Encouraged by the success and quality of this initial translation, a project proposal, “the Adil Shahi Literature Translation Project” was readied in 2011 under the aegis of the Dr. P.G. Halakatti Research Centre of the Bijapur Lingayat District Educational Association (BLDEA). The aim of the project was to translate the entire corpus of Adil Shahi literature into Kannada. The proposal received the support of M.B. Patil, a senior politician from Vijayapura who is known to take a keen interest in the heritage of his city. The Kannada and Culture Minister at the time, Govind M. Karjol, a native of a neighbouring district, approved the project, and Rs.75 lakh was sanctioned for this purpose in 2012-13. The translation was carried out by a committee under the chairmanship of Kalburgi and under the direction of Kulkarni.

“The first task that I did was to identify and acquire the primary Persian texts of the Adil Shahi era. This I did from several libraries all over the country as they were not located in one place. I got photocopies of original Persian texts from places like the Salar Jung Museum and the Andhra Pradesh Archives and Research Institute in Hyderabad. In Maharashtra, I visited the archives in Mumbai, Pune and Aurangabad, apart from using material available at the Bharat Itihas Sanshodak Mandal in Pune. Finally, I also had to visit the National Archives of India in Delhi for some rare material,” Kulkarni said.

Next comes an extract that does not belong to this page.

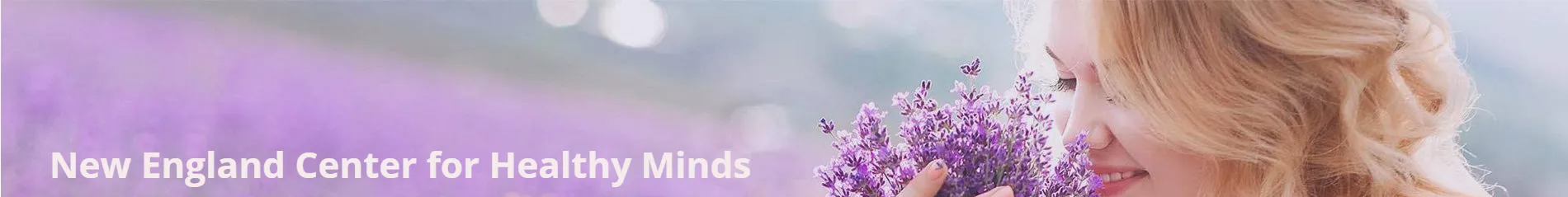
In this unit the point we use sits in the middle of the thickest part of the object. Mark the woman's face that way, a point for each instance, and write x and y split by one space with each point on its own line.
1131 163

After this, translators were identified and the work began in earnest. As the project had to be completed soon, several translators were identified for the purpose. Each translator was allocated a different text, and in some cases where the text was voluminous, different parts of the same text. Many translators worked in teams of two people, with one person more competent in Persian and the other in Kannada. Thus, a 2,626-page tome like the Tarikh-e-Farishta , which is a chronicle of Muslim history in the subcontinent written by Farishta, a courtier in Bijapur, was translated by eight translators.

As the director of the project, Kulkarni acknowledged that using multiple translators was not the most rigorous way to translate a text, but he explained how he made it work: “Once the translations came to me, I would work on them further to provide clarity and stylistic uniformity.” Kulkarni also acknowledged that while some texts were directly translated from Persian and old Deccani with the help of scholars like M. Rahman Madani of Vijayapura, many were translated from Urdu and English. So these were translations of translated texts. Some of the other texts that were translated were the poem Ibrahimnama of the Saraswati-venerating-monarch Ibrahim Adil Shah II, containing 712 stanzas, and his Kitab-e-Nauras , the Book of Nine Rasas. Chronicles of kings of the ruling dynasty like Mohammed Adil Shah and Ali Adil Shah II, Sufi texts from the era and compendiums of fatwas constitute the other volumes in the translated set.

It is evident that there is some arbitrariness in the way in which the translations have taken place, and a philologist may not approve of this. A historian specialising on the Adil Shahi dynasty who spoke to Frontline on the condition of anonymity said: “The quality of the translations is not up to the mark as they have not carried over the nuances of the Persian original.” While this may be true, the 21 volumes open up the world of medieval north Karnataka to modern researchers working in Kannada. Kalburgi’s dream of adding a great new source material to the understanding of the history of Karnataka has come true.